I seriously doubt anyone on this board thinks that way right about now. We had the best half of the season when we crushed South Carolina, so there was nothing wrong or delusional about hoping it could serve as a springboard to start playing like we did when I was sitting 30 feet from the basket that Fears made to beat Michigan. It obviously didn't happen. What did happen is that we actually played very well for most of the first half against Auburn (despite not being able to secure a rebound), and when we ultimately got crushed anyway, the team lost all of whatever confidence was built up after beating SC. Furthermore, everyone on here knows it's time to pack things up if we can't beat LSU at home.
Here is how the optimists are thinking. If we beat LSU, then we don't want to give up on the season until if / when we hit that 12th conference loss. If that happens, then we will join all of you who are thinking about next year and who the new coach will be. Of course, being excited the day Moser is fired may equate to a dog chasing a car and catching it. In other words, what happens next? Without an AD who can make a good hire or even care about basketball, not having competitive NIL money, and not having a fan base that gives a crap, and it won't matter who the head coach is. This has been a collective failure to this point, so the delusional ones are those who think all the problems will be solved once Moser is out of the picture.

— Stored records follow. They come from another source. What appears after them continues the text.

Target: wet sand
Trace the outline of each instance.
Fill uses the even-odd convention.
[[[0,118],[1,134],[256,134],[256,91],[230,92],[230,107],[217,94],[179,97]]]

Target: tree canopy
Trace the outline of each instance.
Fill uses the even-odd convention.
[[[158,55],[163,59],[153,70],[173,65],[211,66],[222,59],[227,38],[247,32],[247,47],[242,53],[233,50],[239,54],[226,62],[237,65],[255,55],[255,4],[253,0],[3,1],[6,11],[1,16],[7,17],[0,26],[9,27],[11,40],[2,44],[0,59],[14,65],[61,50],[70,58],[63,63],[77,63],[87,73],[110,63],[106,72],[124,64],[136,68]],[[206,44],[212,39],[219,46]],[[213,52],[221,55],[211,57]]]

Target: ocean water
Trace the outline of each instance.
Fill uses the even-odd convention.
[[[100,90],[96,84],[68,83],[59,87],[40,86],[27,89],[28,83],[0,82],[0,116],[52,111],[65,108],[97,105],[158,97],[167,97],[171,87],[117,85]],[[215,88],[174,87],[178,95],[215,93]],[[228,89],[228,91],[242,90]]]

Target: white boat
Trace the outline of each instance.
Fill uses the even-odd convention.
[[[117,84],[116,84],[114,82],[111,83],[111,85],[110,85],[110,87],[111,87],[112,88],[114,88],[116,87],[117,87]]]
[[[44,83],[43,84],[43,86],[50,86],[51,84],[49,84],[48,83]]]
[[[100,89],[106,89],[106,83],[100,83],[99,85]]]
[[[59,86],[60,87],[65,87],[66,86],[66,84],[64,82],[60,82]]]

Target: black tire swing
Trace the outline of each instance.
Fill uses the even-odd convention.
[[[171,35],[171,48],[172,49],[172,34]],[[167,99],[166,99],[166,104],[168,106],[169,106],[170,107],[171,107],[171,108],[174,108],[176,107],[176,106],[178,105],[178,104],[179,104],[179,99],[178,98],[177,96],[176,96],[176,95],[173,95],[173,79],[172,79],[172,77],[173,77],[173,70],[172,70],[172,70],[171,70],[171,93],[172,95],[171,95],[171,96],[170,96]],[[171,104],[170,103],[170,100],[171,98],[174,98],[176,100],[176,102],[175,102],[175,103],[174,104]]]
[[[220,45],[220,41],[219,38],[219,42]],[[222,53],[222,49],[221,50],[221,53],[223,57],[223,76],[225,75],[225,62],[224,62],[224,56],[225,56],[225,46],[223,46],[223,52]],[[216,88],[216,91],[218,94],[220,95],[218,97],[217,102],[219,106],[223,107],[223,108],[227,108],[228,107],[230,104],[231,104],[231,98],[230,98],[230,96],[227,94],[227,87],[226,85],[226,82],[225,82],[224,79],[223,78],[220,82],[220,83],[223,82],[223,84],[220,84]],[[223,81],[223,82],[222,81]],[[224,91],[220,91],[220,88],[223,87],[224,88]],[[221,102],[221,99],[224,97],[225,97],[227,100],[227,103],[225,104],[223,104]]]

Oh I promise you there are a handful of our regular posters who still think he is a good coach and that none of this is his fault. They blame NIL and Joe and the arena and are convinced that Moser is doing everything possible and that no one could be realistically expected to do a better job. Hell, people were making this argument right up till last night. If four years hasn’t been long enough to convince them, another in a long line of embarrassing, lopsided losses won’t be enough to change their minds.
And people don’t want to hear this, but South Carolina means nothing. They are a winless team, were missing a key player, and, in our gym, hung around for 30 minutes till we put together a good 10-minute stretch. Vandy was an incredible half of basketball, but that’s all it was … one half. That represents 1/62 of our season.
Arizona and Michigan are impressive wins, but we didn’t play the Arizona team that is in second place in their league and one of the hottest teams in the country. We played a team that was .500 through the first 8 weeks of the season and looked absolutely awful. The win helps our metrics just the same, but for people to point to that game as a way of clinging to the hope that there is something good or great within our team is silly.
And count me firmly in the group that believes wholeheartedly that a good coach could turn this around quickly, even without a massive change in any of the external factors. We have won for decades without a huge budget, without fan support, and without a good arena. In the pre-NIL era, we won while being one of the rare programs that wasn’t illegally paying guys. We won big for a dozen years under Kelvin without putting a single player in the NBA. That’s really what the NIL argument boils down to — an argument that because we don’t have money, we won’t be able to get top talent, and therefore, we won’t win. Well, with a couple notable exceptions, our program went the better part of 30 years winning a ton of games, and rarely missing the tournament, despite not having high level players. The particulars of the system have changed, but good coaches can still get more out of whatever players they do have. Guys like Loser, on the other hand, flounder when they have players like Fears, Moore, Oweh, and Uzan.